Les combinators cleave, spread, et apply seront vos meilleures armes lorsque vous essayerez de réduire le nombre de shufflers tout en exprimant votre intention. La clé est qu'ils doivent exprimer une intention...si vous vous trouvez en train de coder et que ces combinators ne s'emboitent pas correctement, alors essayer autre chose.

Cleave Combinators

Ils sont utilisés lorsque vous désirez appliquer plusieurs quotations au même ensemble d'éléments au dessus de la pile.

Par exemple, supposons que nous voulions calculer la moyenne d'une liste de nombres (array en Factor). L'algorithme est simple, vous ajoutez tous les nombres, puis vous divisez le total par le nombre de données (la longeur de la liste).

(scratchpad) { 1 2 3 } dup sum swap length / .
2

Nous pouvons éliminer le besoin de tous ces shufflers et meiux exprimer notre intention en utilisant un combinator pour obtenir le même effet:

  • bi ( x p q -- )

    Applique la quotation p sur x, puis applique la quotation q sur x

(scratchpad) { 1 2 3 } [ sum ] [ length ] bi / .
2

Les différents cleave combinators changent soit le nombre de quotations qui sont appliquées à nos éléments (bi, tri), soit le nombre d'éléments utilisés pour vos quotations (bi et 2bi).

Spread Combinators

Ils sont utilisés lorsque vous voulez appliquer une quotation différente sur différents éléments au dessus de la pile. Les spread combinators sont très proches de dip, mais sont un poil plus flexibles tout en exprimant aussi une intention.

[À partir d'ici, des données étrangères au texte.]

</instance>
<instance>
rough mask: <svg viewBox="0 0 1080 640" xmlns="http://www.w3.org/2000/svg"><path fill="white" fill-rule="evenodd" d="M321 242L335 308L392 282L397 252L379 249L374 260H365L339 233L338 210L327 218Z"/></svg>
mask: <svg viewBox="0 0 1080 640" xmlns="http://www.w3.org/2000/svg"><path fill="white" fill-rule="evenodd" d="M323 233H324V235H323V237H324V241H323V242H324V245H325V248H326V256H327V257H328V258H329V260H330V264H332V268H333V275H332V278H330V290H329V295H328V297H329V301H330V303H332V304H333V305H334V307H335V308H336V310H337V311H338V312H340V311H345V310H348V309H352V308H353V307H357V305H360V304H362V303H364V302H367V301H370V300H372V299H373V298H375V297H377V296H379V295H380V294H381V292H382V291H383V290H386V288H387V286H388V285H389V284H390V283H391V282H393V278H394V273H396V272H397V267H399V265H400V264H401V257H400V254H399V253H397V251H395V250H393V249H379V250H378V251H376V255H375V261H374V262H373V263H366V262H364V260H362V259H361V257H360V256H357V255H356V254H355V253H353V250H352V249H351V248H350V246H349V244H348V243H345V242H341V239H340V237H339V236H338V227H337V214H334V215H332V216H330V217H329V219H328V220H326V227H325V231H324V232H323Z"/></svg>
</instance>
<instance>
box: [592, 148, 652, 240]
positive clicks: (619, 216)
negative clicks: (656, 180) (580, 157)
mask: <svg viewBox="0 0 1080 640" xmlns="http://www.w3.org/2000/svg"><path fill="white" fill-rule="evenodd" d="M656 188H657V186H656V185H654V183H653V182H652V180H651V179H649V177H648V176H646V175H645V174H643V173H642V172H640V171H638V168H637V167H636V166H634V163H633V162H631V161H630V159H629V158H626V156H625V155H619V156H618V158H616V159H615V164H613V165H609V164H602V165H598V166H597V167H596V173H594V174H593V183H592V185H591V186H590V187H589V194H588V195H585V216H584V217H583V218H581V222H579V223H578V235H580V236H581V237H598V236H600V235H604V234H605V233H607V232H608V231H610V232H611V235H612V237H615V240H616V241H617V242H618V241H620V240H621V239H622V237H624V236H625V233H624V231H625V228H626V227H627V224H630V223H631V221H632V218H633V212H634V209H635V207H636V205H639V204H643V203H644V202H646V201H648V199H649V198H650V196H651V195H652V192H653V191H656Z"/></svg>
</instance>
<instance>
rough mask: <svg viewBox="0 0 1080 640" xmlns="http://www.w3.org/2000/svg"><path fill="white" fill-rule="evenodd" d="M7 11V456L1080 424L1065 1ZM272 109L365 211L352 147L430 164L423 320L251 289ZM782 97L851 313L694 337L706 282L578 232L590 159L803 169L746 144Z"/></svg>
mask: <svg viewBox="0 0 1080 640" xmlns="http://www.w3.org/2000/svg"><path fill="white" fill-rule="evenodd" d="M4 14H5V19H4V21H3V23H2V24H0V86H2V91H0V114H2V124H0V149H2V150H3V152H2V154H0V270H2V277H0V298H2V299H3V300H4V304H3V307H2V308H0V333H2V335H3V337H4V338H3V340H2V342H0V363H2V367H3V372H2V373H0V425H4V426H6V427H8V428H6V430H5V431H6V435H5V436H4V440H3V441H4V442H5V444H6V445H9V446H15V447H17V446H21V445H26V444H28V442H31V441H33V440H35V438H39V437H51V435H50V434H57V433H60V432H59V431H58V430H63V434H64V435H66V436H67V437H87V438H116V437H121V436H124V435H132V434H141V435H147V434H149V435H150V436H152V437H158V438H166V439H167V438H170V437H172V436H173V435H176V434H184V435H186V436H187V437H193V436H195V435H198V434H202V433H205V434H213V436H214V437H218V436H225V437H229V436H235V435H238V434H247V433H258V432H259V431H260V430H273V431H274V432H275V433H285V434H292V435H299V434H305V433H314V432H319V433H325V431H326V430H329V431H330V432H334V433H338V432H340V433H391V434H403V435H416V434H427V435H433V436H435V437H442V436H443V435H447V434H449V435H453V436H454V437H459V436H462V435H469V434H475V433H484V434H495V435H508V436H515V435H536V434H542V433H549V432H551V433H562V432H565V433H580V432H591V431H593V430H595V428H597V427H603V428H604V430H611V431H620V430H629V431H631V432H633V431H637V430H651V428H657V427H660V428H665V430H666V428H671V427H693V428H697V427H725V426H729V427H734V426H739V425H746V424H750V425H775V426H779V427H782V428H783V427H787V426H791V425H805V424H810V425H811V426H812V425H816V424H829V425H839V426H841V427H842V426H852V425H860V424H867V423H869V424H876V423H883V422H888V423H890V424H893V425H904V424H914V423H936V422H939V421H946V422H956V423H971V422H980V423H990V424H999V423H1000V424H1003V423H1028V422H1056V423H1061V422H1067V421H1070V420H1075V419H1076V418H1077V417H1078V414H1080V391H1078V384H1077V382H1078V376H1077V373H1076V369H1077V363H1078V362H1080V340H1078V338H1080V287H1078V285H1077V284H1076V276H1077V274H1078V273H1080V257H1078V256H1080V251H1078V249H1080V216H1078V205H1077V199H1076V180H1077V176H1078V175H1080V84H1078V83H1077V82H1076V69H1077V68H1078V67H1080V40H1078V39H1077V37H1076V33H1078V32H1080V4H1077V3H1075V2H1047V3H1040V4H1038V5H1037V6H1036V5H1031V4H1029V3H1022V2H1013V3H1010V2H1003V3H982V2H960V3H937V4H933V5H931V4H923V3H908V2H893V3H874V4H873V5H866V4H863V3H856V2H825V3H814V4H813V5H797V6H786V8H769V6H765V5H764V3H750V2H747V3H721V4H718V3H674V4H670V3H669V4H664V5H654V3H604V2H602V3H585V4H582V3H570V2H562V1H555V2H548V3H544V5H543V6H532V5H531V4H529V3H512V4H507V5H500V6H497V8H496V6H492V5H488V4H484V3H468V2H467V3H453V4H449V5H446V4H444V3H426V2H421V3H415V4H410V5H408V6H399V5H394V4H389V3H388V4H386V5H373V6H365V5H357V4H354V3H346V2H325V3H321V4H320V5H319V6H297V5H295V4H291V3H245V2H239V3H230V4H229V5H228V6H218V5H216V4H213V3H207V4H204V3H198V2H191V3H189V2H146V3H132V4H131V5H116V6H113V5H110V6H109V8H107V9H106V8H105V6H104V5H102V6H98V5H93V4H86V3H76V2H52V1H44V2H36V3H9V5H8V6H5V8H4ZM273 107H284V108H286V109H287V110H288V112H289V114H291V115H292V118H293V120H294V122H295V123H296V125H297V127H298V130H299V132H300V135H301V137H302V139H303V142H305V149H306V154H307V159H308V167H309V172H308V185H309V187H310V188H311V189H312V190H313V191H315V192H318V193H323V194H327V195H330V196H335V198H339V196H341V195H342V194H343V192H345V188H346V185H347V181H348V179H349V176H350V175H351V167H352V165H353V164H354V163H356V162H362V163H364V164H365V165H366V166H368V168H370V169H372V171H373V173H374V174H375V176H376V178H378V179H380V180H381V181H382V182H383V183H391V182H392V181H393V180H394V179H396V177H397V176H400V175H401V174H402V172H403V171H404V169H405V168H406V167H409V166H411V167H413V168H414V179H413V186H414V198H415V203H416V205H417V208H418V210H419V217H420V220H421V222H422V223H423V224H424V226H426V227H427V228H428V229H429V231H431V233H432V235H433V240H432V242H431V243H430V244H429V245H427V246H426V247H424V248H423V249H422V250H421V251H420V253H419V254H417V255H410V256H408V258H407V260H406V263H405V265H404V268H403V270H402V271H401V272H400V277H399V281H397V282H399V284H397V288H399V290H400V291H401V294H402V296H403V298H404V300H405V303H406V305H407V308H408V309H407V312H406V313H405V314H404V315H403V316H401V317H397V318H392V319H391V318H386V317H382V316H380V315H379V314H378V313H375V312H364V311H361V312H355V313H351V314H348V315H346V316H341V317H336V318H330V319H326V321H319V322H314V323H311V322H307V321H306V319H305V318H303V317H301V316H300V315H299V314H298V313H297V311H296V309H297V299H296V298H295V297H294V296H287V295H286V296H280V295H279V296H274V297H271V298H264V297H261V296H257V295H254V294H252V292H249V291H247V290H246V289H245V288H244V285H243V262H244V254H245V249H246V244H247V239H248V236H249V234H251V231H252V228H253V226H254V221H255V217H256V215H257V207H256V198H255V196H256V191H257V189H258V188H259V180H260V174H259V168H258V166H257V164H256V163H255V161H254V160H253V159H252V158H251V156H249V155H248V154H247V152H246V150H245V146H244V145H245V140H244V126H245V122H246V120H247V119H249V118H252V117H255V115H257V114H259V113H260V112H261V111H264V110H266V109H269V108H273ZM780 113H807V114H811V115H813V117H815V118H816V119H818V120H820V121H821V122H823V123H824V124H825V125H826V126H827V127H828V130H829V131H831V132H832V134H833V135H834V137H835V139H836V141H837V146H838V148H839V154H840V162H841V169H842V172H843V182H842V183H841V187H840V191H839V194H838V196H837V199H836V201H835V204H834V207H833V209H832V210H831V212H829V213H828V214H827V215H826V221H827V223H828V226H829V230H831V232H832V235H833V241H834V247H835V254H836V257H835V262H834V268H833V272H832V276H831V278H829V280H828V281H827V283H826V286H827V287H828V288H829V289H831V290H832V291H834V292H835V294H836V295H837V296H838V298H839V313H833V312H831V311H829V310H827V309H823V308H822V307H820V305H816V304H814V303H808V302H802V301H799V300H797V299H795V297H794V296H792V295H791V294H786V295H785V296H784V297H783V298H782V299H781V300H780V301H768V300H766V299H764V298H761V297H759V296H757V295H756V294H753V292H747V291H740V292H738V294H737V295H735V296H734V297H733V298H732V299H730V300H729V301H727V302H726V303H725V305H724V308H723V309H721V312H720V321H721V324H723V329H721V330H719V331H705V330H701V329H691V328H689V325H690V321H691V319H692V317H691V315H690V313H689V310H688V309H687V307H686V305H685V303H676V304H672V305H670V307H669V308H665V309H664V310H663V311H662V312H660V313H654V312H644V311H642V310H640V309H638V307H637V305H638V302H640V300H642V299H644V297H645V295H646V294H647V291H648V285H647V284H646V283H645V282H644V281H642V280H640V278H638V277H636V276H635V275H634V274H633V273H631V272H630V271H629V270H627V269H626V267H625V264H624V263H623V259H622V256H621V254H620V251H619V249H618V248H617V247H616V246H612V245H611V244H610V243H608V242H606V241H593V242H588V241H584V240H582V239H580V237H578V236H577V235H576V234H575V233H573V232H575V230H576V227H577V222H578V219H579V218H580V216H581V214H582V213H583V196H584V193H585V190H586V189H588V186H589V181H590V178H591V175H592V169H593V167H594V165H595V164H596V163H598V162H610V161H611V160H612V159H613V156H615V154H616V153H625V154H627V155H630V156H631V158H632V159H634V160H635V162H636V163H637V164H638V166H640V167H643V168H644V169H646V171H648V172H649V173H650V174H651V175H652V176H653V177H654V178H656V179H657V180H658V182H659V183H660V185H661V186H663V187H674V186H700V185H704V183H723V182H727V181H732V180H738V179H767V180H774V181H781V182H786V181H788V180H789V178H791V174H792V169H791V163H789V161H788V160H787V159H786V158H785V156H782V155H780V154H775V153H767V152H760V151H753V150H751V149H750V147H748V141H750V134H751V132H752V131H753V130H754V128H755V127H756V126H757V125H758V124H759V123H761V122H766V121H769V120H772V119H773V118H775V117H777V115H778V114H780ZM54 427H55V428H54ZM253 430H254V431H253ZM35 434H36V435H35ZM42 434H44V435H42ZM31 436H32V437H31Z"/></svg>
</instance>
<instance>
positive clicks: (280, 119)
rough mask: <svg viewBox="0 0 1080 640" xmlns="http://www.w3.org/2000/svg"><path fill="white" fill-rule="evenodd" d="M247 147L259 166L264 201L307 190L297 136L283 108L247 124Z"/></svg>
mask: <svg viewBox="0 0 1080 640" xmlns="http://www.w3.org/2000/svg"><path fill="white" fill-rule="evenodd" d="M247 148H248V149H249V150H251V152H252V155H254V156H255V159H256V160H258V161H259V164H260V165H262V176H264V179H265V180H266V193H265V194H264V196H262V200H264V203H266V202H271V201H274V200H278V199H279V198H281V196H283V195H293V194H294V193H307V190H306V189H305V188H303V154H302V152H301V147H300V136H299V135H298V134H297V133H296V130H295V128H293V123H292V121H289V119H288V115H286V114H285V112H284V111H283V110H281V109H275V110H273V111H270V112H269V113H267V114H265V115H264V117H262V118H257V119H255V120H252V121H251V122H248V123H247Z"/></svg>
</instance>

Prenons un exemple, nous diposons de deux coordonnées de points sous la forme { x y }, et nous voulons extraire la l'abscisse (x) du premier point et l'ordonnée (y) du second pour former un nouveau point avec ces valeurs:

(scratchpad) { 1 2 } { 3 4 } swap first swap second 2array .
{ 1 4 }

On peut éliminer l'utilisation de ces stack shufflers et mieux exprimer notre intention en utilisant un spread combinator pour obtenir le même effet:

  • bi* ( x y p q -- )

    applique la quotation p sur x, puis la quotation q sur y

(scratchpad) { 1 2 } { 3 4 } [ first ] [ second ] bi* 2array .
{ 1 4 }

Lorsque vous désirez faire la même chose avec plus de deux quotation/éléments, l'utilisation des spread combinators élimine le besoin de dip ou de shufflers imbriqués, et votre code devient ainsi plus lisible.

Les différents spread combinators changent le nombre de quotations appliquées au nombre d'éléments correspondants sur la pile (bi* vs. tri*).

Apply Combinators

Ils sont utilisés lorsque vous désirez appliquer une seule quotation à plusieurs éléments au dessus de la pile.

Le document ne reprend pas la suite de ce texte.